Rachel: June 19

A good wife will not forget her mise en place. My last session cancels for the day, so I decide the effort for dinner will be paramount tonight. Purchases at the Longington Organicist included radicchio and swiss chard that I will grill, and two fresh red snappers I will filet and paint with olive oil and capers. Ian will smell the house filling with good things, the best things, as he walks through the door.

It is the first absolutely perfect night of the summer.

I don a mustard-colored apron, one I remember asking for on our wedding registry, and start gathering what I’ll need to cook tonight. The house’s kitchen is one of the things that sold us on the property, which we moved into right after we got married, its white marble countertops and stainless steel appliances still looking just as new two years down the line as it did the day we moved in. I never feel more adult then when I am standing here, prepping dinner for Ian and me, in this kitchen, in this house, in this school district, in this zip code.

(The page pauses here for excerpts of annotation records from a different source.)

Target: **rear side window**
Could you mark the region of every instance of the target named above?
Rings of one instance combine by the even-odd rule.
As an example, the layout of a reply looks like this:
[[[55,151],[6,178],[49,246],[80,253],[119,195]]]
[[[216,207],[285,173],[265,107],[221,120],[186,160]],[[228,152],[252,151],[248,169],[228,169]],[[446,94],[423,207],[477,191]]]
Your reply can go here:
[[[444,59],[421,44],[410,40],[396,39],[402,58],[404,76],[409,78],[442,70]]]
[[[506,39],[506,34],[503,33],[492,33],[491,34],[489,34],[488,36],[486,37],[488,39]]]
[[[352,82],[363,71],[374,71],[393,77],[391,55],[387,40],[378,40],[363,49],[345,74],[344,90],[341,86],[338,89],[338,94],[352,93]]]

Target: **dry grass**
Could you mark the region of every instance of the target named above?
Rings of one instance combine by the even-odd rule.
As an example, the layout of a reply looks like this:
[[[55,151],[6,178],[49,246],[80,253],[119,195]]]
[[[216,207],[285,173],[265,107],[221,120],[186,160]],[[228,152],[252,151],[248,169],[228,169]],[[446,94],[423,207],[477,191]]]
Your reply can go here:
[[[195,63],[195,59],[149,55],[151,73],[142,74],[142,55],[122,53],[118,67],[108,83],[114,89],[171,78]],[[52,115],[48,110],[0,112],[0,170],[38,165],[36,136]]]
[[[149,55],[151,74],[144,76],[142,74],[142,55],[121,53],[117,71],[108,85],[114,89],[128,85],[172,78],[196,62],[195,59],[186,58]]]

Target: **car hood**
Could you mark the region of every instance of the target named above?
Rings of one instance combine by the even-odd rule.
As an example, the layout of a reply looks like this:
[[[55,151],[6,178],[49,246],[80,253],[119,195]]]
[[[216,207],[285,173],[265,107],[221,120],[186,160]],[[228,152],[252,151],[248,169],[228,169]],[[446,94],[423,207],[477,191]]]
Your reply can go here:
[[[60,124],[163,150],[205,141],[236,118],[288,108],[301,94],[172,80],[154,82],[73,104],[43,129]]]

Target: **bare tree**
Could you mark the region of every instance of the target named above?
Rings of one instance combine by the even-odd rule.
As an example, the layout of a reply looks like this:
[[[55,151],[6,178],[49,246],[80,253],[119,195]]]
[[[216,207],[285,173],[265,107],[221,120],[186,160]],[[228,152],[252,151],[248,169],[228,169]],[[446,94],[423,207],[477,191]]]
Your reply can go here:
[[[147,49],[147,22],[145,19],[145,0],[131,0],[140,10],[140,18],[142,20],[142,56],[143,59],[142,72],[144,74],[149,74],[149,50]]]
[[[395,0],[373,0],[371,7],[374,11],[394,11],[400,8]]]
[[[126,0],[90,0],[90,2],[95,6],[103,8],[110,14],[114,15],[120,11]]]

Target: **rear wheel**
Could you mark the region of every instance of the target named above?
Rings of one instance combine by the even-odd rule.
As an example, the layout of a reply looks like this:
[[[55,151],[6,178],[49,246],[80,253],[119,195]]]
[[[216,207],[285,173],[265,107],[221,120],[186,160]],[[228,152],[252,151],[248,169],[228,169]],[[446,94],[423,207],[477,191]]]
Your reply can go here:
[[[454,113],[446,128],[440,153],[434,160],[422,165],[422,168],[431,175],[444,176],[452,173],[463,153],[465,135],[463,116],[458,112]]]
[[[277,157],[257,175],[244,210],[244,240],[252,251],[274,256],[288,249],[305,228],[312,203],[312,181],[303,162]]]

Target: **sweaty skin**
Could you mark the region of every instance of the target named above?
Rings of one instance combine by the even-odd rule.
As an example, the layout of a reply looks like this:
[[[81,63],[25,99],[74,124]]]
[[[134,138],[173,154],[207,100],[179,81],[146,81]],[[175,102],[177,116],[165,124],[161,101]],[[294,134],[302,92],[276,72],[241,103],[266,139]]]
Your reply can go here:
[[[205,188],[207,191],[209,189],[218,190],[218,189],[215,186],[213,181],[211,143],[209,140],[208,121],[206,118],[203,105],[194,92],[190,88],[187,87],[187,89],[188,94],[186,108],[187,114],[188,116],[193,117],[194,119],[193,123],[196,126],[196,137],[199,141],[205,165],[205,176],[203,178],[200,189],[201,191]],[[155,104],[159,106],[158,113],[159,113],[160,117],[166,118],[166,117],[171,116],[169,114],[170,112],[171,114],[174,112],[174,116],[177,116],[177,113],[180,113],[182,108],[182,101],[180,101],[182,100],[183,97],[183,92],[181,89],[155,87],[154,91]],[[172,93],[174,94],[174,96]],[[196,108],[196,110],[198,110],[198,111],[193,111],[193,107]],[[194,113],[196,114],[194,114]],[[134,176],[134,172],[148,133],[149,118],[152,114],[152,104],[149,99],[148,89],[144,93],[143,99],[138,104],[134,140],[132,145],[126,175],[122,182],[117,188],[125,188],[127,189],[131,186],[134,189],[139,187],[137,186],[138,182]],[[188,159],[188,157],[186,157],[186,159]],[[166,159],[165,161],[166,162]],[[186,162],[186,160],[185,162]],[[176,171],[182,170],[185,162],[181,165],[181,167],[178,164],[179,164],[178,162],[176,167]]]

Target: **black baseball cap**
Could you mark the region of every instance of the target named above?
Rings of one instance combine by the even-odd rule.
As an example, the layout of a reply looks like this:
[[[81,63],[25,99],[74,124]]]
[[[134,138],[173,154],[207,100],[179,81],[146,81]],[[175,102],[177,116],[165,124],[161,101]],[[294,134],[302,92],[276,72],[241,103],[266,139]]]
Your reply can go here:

I go to the bathroom, muscle memory flicking off the light switch, my gaze instead watching my feet trace the lines of the hardwood floorboards as I’m tightrope-walking a seam.

“Boo,” I hear in whisper, and subsequently jump ten feet in the air. Ian’s standing in the middle of the kitchen with a bouquet of white Gerber daisies.

“You weren’t supposed to be here yet,” I say when I return back to Earth.

“You weren’t supposed to be here yet,” he replies.

I can just laugh. I can just smile. I can just fall into him, apron and all.

I don’t know if it’s the summer sun that’s breaking through the French doors I’ve propped open onto the back patio, or that Ian has by some force of god stepped away from his desk at the firm in Stamford, or that I am here, in his Connecticut kitchen, as his wife, like out of a beach bestseller and not counseling a couple on their deteriorating marriage at five P.M. on a Wednesday, but it is something. Ian puts down the flowers—dangerously close to the fish—and picks me up, all five feet of me, and carries me to our bedroom. And although there is every bit of soft romance to Ian literally whisking me off my feet, there is nothing coy about what he does when he has me against our sheets. He reaches up into my dress to remove what is underneath, shimmies down his own pants to his ankles, and pushes me down onto him. He pulls me in against his chest, his teeth against my neck, and as he comes, I wrap my hands around his necktie. I am still in the apron.